The Positives
+ Stable results. Gross revenue and NPI was up by 2.6% and 1.4% YoY attributable to the new lease at Münster South Building which commenced in Jul 2019. However, DPU in S$ terms dipped by 2.7% as it was impacted by weaker EUR/SGD exchange rates. Nevertheless, distributable income and DPU slightly surpassed our expectations as it formed 50.9% and 52.1% of our FY20e estimates, respectively. Overall occupancy lifted slightly QoQ at 95.7% from 94.7%, attributable to new lease with ÁREAS, a global leader in F&B services at the Il∙lumina property in Spain. Portfolio WALE stands at 3.7 years with 95.9% of the leases locked in till 2022.
+ Acquisition of remaining 60% stake in the Spanish portfolio to provide greater diversification benefits and organic growth opportunities. Post-acquisition, IREIT’s aggregate valuation will increase by 13% from €630mn to €711mn. The acquisition will decrease IREIT’s portfolio exposure to Germany from 91% to 81%; no single property will contribute to more than 30% of IREIT’s valuation. The top 5 tenants’ aggregate contribution to the portfolio’s GRI will decrease from 87% to 78%, and no tenant will contribute over 40% of aggregate GRI, down from 46% previously. Additionally, the properties’ passing rents are on average 15% below market rents, presenting future organic growth opportunities as leases are marked to market.
+ Commitment highlighted: Key strategic investors will undertake all Rights units unsubscribed during Rights Issue. Tikehau Capital, CDL and AT Investments demonstrated their support for IREIT and the Rights issue by pledging to take on all unsubscribed units offered. Assuming 0% take up for other unitholders and only Tikehau Capital, CDL and AT Investments subscribed to the rights issue, AT Investments may potentially own 15.4% of IREIT’s shareholdings (up from 5.5%) and become a controlling unitholder to IREIT. Tikehau Capital and CDL will own 29.3% (prev: 29.3% – maximum stake) and 24.5% (up from 21%), respectively. This highlights the stakeholders’ commitment to partake in IREIT’s growth journey.
+ Lower gearing levels to provide more headroom for more inorganic growth opportunities ahead. The enlarged portfolio is expected to see gearing levels at 35%, down from 39% previously. Reduced gearing levels will place IREIT in a better position to embark on further inorganic growth opportunities. IREIT is currently looking at opportunities in Germany, Spain, France and gateway cities in Europe where Tikehau Capital has presence in.
The Negatives
– Rights issue to fund acquisition and repay loan; Acquisition is DPU and NAV dilutive. IREIT will be issuing 281.8mn units to raise c. €90mn (S$140.9mn). It will be used to fund the proposed acquisition (c. €49.1mn) and repay the €32m term loan facility granted by CDL. The acquisition is expected to be completed in 4Q20. Looking at pro forma data based on 1H20 numbers, DPU for the enlarged portfolio was to decline by 18.9% from 2.85c to 2.31c. NAVPS for the enlarged portfolio was also to fall by 14.5% from €0.55 to €0.47.
Outlook
The COVID-19 pandemic and ongoing geopolitical tensions have taken a toll on the business activity in Europe, with major economies in the region expected to fall into recession in 2020. This has led to several measures taken by the EU, including the approval of the historic €750bn pandemic recovery fund and new budget of nearly €1.1trn over seven years to support the European economy. Amid the looming recession, the take-up in office space and investment activity in Europe is expected to slow down in 2020.

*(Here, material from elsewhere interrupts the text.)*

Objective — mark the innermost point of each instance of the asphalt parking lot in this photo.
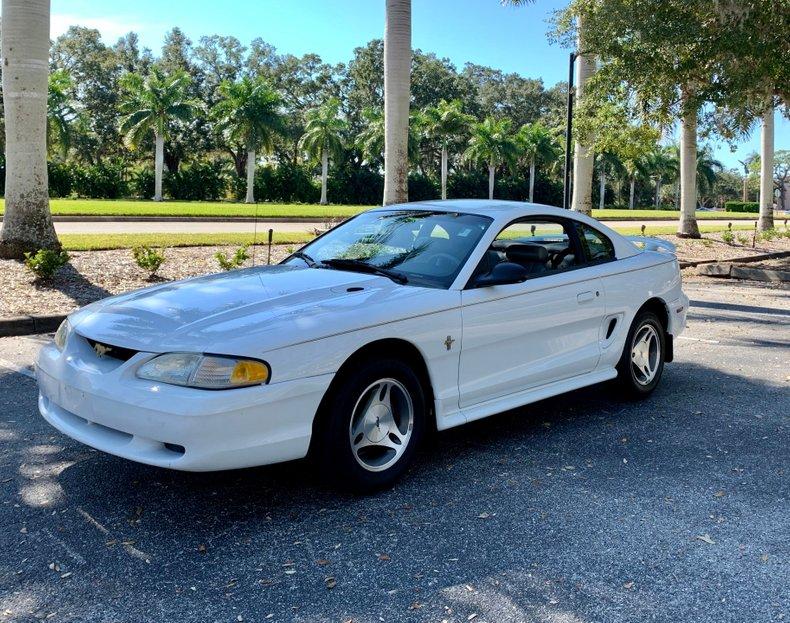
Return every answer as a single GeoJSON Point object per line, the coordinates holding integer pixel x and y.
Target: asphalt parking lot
{"type": "Point", "coordinates": [576, 509]}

However, office rents where IREIT’s properties are located are not expected to be significantly affected due to strong local fundamentals e.g. low vacancy rates and lack of supply. IREIT’s portfolio has remained resilient with majority of the leases supported by blue-chip tenants. The impending acquisition will increase and diversify IREIT’s asset and tenant base, and mark what we believe to be the beginning to IREIT’s growth plans now that it is backed by supportive stakeholders. It has been a rough start to growth, but growth nonetheless.
Downgrade to NEUTRAL with a lower TP of S$0.68.
Our target price translates to a FY20e distribution yield of 6.9% and a total upside of 0.8%. We factored in for the €90mn rights issue to fully fund the acquisition and repay the CDL loan. DPU for FY20e, FY21e and FY21e has been lowered by 10%, 17% and 17% respectively. In light of more organic growth opportunities presented by the Spanish portfolio, we increased our terminal growth rate to 1.5% from 1% previously.
The report is produced by Phillip Securities Research under the ‘Research Talent Development Grant Scheme’ (administered by SGX).